I chuckled. Losing your Rita’s-food virginity was a memorable experience, but watching someone lose their Rita’s-food virginity was fucking hilarious. Naked Boy, now dressed as a highlighter, sat in the back lounge, cramming as much food as was humanly possible into his mouth, while Alex and I watched him in reverence. I still didn’t know his name, but watching the spectacle before me seemed much more important at the moment. He was currently attempting to wrap a piece of pie in a pancake, and tie the whole thing together with a strip of bacon, while simultaneously chewing and swallowing the gob of pie in his mouth, which was so crammed with food that he looked like a chipmunk, cheeks blown out and eyes focused on the task before him. The whole thing was quite entertaining.

“So, Naked Boy,” Alex questioned, still fixated on gazing up at our new friend in admiration, “do you have a name?”

Naked Boy looked like he wanted to reply, before realizing his mouth was too full. He attempted to swallow, unsuccessfully.
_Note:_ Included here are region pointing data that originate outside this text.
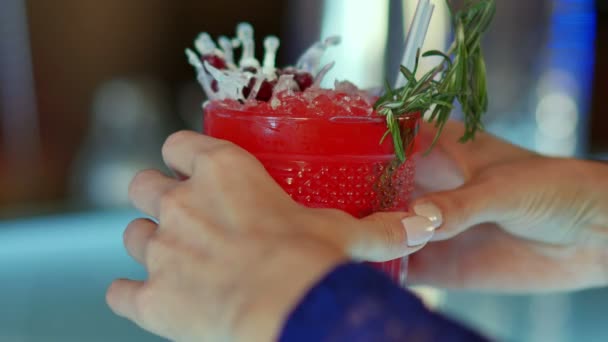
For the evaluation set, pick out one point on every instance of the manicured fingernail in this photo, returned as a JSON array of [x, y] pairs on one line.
[[431, 212], [419, 230]]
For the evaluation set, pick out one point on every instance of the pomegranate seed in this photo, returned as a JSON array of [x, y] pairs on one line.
[[265, 92], [304, 80], [216, 61], [247, 89]]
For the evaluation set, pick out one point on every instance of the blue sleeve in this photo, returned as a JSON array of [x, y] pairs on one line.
[[357, 303]]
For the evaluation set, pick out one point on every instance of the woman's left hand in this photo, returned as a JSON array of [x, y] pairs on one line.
[[232, 253]]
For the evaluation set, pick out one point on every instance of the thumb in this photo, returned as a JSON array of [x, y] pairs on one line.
[[455, 211], [388, 236]]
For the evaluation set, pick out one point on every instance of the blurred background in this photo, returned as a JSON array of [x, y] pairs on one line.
[[90, 89]]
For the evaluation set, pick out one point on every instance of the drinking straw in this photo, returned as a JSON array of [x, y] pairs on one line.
[[415, 37]]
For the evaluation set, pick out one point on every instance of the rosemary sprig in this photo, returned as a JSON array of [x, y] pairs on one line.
[[462, 77]]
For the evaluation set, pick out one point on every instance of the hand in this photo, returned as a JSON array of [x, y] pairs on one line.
[[232, 253], [511, 220]]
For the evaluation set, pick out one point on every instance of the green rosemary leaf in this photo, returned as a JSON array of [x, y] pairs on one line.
[[461, 77]]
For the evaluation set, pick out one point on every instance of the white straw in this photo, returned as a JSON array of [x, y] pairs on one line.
[[415, 37]]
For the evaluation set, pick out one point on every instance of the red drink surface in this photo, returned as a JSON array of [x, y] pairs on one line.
[[323, 156]]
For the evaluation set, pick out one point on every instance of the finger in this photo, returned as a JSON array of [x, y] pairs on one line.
[[181, 148], [474, 155], [147, 188], [388, 236], [136, 238], [121, 298], [453, 212], [487, 258]]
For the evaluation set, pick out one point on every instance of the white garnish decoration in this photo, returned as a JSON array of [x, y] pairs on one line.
[[244, 32], [271, 46], [226, 45], [205, 45], [286, 83], [230, 83], [203, 79]]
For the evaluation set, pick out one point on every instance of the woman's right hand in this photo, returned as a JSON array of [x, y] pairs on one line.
[[510, 220]]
His eyes clouded over with focus as he tried to push the food down his throat, which was probably not the best idea, since he promptly began to choke.

I thumped his back, attempting to open his airways a little, while offering him a napkin to spit his generous helping into. Stubbornly, he swatted my hand away, chewing feverishly in an attempt to ingest the heap of pancake crammed in his mouth. He screwed his mouth to the side, concentrated on consuming every last crumb of the heavenly breakfast.

“Dude, seriously, I’ll buy you some more pie, but I don’t know if your insurance covers death-by-breakfast-food.” I coaxed as I watched his face turn purple.

He looked hesitantly at the napkin in my hand, before reluctantly taking it and spitting out the asphyxiator. He gasped, taking desperate gulps of air as his face slowly returned to its normal hue.

“Carter. Carter Jagnod,” he informed us between pants.

“So,” I said, after he’d caught his breath, “where’d you come from, Carter? What’s your story?”

He stiffened, looking down at his feet nervously. “I, uhm, came down to live with my uncle, Ray.”

Alex and I exchanged a look. The suddenly serious look painted on his normally cheerful face told us this was a subject that he was not okay with discussing, but the thought of Ray taking care of a kid seemed so absolutely ridiculous, it was almost laughable.

Ray Turmani, the owner of the bar across the street, The Town Drunkard, appropriately named, since he was, in fact, the town drunkard, was practically a child himself. He had never quite grown out of the play-beer-pong-every-night-and-look-for-unsuspecting-drunk-girls-to-fuck stage of his life. It was like he was stuck in a state of perpetual frat-boyhood. He was a nice guy, really, but he was the last guy you’d want babysitting your kids. I would’ve probably found the whole situation hilarious if Carter hadn’t ended up naked and hungover in the middle of the store.

I opened my mouth to ask another question, but he cut me off quickly. “So,” he said, spreading his arms out and gesturing to his surroundings, “What is this place?”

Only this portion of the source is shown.